The rationale that gun-rights advocates use to further loosen the already exceedingly modest restrictions on the sale and possession of firearms in Mississippi is seriously flawed.
They claim that the only way to combat the threat of gun violence from criminals and the insane is to make it easier for potential victims to be armed almost anywhere they want to go.
This had led in recent years to laws that allow the open carrying of a firearm without a permit, the carrying of concealed weapons with a permit on college campuses and unposted places of business, the cloaking in secrecy of the names of those who have acquired concealed-carry permits, and the creation of a right to shoot to kill to protect property.
The Legislature is not done either. With gun-toting lawyer and preacher Rep. Andy Gipson of Simpson County leading the charge, lawmakers are considering proposals this year to allow churches to designate members to be armed inside their houses of worship and to allow people with enhanced concealed-carry permits to bring guns into courthouses, overriding the discretion of judges.

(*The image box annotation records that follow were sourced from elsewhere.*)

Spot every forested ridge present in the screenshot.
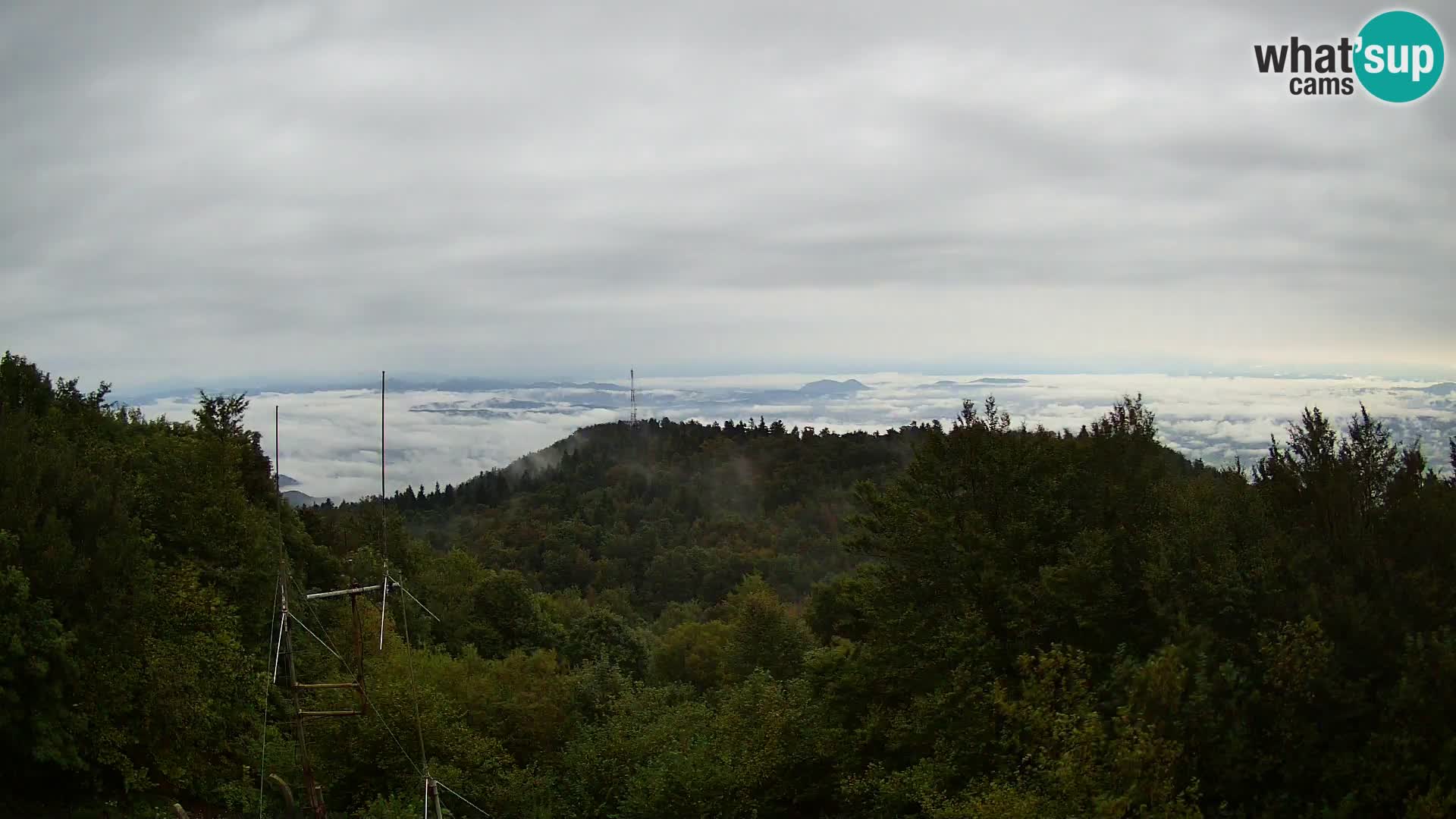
[0,354,1456,819]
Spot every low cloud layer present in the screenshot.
[143,373,1456,498]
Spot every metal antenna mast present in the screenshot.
[274,406,380,819]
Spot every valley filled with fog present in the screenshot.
[141,373,1456,500]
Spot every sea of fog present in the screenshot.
[130,373,1456,500]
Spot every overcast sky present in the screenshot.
[0,0,1456,384]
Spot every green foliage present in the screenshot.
[0,354,1456,819]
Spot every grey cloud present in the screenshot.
[0,0,1456,381]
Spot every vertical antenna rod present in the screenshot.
[378,370,389,651]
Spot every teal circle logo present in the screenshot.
[1356,11,1446,102]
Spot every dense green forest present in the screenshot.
[0,347,1456,819]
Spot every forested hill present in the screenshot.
[0,347,1456,819]
[325,419,937,612]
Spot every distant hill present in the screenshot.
[282,481,328,507]
[1396,381,1456,395]
[799,379,869,398]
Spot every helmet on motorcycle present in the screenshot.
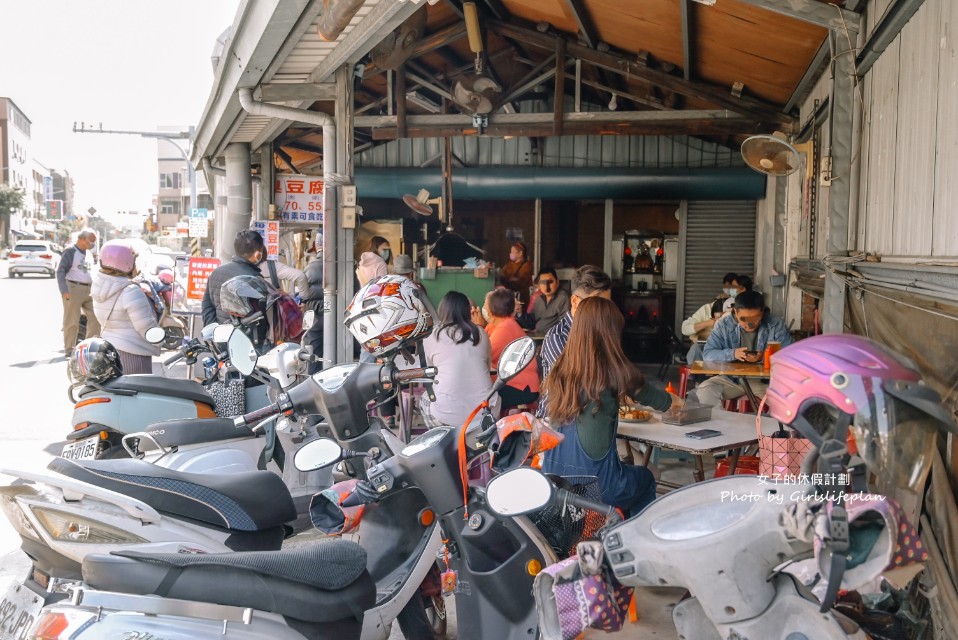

Will these changes, if enacted, make Mississippi safer? Not a chance. If anything, they will make this state even more likely to be a place where you can be wounded or killed by a firearm.
David Clark is a Jackson attorney who chairs the American Bar Association’s Standing Committee on Gun Violence.
He recently wrote an op-ed piece for The Clarion-Ledger that produced a lot of statistics showing there is zero correlation between loose gun laws and public safety. If anything, the opposite conclusion could be drawn.
According to Clark, Mississippi has some of the highest rates in the nation for firearm homicides in general, firearm homicides of women, firearm deaths of children, firearm homicides of police officers, and firearm death rates of all causes. The state, because of its gun culture and the ease in which firearms can be purchased, is the No. 1 state in the nation for gun traffickers to buy guns and take them to other states, where they are used for crimes, Clark said. In other words, our loose regulations not only put our own citizens at greater risk but also endanger those who live in other states.
We know what the gun-rights crowd will counter. They will point to the high rate of firearm violence in cities such as Chicago and Washington, which had highly restrictive gun laws before some of them were struck down by the courts, and claim that as proof that gun control doesn’t work. What they fail to acknowledge, though, is that congested urban areas are by their nature more prone to violent crime than rural states such as Mississippi should be, and that a lot of the guns used in crimes in these urban areas are imported from places where gun laws are less strict, such as Mississippi.
Mississippi has put itself on a counterproductive and dangerous cycle. It passes less restrictions on guns to supposedly combat gun violence. The fewer restrictions produce more gun violence, which then leads to even more legislation to remove other restrictions.
It is a death spiral, pure and simple, and sadly the political leadership in this state is too blind to see it.